Schneiderman’s office issued a press release describing Fridman’s misdeeds:
“Mr. Fridman not only stole state dollars from his own workers, but he demanded kickbacks and laundered money to cover his tracks.” Attorney General Schneiderman said. “My office will continue to take action, including filing criminal charges, against employers who violate New York’s labor laws, steal taxpayer dollars and violate the public trust.”
Fridman, 60, owned and operated Millennium Commercial Corp., a Brooklyn-based company that performed tile work. …Under the Port Authority contract for the project and the Labor Law, the defendant was required to pay his employees over $50 per hour for Laborers and Mason Tenders and over $70 per hour for Tile Setters. According to court records, Fridman was aware that he was required to pay the prevailing wages but still paid his workers only $10 to $30 per hour.

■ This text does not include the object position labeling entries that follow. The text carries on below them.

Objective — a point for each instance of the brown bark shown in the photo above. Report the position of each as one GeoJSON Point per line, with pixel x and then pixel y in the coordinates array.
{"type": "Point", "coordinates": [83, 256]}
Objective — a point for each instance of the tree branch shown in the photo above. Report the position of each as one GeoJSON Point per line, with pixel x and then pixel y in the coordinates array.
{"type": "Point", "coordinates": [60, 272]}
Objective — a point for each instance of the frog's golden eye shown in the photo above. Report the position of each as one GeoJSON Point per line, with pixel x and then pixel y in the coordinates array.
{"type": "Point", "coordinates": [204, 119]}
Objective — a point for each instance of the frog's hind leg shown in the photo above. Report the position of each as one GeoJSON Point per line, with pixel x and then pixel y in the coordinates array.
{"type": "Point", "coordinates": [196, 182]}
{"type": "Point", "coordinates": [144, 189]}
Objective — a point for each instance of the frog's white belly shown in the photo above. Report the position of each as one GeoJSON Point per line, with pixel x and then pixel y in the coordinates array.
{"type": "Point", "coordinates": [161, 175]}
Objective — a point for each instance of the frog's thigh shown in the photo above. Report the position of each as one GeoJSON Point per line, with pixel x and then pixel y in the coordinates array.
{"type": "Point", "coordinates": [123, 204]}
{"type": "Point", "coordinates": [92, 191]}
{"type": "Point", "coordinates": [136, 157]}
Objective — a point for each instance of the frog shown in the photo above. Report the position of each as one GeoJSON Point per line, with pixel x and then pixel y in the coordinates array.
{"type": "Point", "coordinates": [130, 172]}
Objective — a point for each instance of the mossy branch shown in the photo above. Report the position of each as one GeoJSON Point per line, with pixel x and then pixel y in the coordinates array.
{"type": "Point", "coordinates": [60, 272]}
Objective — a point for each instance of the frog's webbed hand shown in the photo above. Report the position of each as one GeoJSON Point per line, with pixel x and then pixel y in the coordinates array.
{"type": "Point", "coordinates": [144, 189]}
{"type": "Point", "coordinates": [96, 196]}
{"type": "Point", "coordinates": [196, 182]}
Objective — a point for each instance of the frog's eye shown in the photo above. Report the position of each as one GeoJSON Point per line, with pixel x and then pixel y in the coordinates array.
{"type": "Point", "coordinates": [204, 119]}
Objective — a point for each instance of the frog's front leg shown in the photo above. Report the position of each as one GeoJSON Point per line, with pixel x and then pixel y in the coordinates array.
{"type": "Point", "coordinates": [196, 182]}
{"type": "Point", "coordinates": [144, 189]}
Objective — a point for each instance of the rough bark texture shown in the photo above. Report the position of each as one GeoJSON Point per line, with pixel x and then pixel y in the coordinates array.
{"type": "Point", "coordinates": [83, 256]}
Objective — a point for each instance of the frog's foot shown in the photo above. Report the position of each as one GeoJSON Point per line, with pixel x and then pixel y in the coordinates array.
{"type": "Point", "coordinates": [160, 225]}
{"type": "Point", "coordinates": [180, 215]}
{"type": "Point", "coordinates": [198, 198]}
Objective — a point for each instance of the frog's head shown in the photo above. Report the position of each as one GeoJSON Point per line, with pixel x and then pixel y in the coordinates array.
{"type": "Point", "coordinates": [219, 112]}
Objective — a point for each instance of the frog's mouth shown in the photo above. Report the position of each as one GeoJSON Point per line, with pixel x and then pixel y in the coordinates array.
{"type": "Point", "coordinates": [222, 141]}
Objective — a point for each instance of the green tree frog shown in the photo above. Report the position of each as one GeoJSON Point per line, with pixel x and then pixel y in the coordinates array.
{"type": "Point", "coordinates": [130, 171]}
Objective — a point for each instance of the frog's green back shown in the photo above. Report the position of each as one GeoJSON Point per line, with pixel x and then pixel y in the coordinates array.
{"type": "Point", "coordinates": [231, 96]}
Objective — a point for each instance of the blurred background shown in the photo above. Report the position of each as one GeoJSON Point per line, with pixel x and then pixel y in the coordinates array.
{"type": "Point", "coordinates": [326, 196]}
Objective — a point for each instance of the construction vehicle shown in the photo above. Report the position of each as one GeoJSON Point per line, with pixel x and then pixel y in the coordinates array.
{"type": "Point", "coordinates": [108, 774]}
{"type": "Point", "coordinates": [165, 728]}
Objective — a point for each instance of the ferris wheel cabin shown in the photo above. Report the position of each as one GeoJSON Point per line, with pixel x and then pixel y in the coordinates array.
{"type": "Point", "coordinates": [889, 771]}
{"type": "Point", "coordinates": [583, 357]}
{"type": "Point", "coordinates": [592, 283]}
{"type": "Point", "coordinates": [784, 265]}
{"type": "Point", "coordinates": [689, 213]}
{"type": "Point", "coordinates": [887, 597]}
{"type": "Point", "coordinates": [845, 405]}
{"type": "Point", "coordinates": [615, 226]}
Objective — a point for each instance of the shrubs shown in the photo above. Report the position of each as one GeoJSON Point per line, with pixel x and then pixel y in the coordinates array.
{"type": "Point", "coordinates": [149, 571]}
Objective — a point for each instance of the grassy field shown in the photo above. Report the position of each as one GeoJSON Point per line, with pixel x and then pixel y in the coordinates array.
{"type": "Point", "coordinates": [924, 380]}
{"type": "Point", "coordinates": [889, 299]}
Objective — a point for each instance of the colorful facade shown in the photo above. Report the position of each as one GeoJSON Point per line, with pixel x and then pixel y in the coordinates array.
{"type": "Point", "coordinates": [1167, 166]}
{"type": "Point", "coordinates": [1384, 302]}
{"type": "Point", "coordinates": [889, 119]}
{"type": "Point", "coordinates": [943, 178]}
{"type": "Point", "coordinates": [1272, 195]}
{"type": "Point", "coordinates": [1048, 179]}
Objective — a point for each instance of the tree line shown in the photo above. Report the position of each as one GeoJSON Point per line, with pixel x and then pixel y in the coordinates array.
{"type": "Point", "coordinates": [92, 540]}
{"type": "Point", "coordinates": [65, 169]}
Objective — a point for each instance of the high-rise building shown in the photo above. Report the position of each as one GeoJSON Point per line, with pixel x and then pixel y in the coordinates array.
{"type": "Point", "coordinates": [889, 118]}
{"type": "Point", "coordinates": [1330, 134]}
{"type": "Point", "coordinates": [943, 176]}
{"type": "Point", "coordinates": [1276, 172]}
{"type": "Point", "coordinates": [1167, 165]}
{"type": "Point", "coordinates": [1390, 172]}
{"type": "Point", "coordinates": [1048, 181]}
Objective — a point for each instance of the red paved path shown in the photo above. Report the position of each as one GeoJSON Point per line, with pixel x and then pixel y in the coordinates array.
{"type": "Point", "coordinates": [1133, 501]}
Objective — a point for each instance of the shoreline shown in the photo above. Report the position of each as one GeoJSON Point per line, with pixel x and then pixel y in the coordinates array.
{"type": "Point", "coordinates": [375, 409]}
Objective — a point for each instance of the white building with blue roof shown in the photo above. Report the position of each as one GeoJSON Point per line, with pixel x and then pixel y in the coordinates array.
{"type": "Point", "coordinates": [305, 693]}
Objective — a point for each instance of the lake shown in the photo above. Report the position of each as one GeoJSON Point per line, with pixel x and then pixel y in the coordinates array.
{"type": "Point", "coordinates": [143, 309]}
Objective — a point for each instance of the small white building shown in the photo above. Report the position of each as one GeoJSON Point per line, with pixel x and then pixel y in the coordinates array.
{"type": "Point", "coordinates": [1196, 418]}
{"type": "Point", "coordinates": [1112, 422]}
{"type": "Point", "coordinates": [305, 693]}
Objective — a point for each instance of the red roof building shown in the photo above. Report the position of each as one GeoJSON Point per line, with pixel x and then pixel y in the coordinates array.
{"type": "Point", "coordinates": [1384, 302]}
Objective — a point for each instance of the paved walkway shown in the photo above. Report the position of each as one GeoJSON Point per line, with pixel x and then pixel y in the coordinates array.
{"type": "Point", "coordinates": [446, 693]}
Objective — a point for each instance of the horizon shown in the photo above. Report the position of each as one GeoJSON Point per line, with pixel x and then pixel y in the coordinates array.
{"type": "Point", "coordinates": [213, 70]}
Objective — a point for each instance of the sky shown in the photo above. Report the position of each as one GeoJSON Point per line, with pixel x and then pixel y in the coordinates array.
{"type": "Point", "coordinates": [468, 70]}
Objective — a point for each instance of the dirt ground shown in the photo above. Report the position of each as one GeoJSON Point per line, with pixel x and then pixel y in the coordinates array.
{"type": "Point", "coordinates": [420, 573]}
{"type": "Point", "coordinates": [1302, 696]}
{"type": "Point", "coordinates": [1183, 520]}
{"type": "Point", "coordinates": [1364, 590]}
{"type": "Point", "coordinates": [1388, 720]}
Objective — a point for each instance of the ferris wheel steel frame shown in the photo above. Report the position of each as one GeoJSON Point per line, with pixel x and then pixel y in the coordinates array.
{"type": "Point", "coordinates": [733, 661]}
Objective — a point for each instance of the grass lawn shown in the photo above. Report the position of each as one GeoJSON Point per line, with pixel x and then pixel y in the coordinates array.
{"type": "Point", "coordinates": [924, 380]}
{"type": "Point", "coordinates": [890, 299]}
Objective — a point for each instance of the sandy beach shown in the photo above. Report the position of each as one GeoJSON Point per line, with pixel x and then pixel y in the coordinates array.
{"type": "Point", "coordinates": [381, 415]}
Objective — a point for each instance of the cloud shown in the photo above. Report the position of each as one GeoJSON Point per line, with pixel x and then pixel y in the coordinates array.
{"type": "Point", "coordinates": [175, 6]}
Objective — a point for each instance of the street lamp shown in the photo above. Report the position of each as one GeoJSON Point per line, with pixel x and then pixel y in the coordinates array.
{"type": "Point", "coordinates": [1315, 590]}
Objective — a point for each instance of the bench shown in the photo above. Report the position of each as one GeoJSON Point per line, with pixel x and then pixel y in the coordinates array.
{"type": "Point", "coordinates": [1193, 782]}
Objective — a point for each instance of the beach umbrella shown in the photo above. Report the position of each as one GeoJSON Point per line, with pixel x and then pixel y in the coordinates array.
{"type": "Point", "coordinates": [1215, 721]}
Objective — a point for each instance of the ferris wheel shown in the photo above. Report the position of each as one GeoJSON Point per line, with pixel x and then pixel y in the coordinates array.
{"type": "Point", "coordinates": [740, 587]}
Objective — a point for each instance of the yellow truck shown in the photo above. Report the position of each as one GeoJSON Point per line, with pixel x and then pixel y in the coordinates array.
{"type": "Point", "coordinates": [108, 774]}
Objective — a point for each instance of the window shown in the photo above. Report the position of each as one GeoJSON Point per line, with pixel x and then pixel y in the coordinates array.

Fridman’s bail was posted at $5,000, and he could face five to as many as 15 years in prison. The contractor’s callous violations are interesting in light of the recent wage theft law passed by Chicago City Council. City Council voted to pass a tough new law that could strip employers guilty of repeated, egregious wage theft of their licenses. (The “egregious” language was added by local business groups who worried that the law could affect those who would be in violation due to bookkeeping errors.)
Fridman not only violated prevailing wage laws, but underpaid his workers by over 50 percent and intimidated them into giving him kickbacks — egregious is truly the word. Perhaps state AGs will be able to more easily identify cases worthy of prosecution as wage theft continues to rise.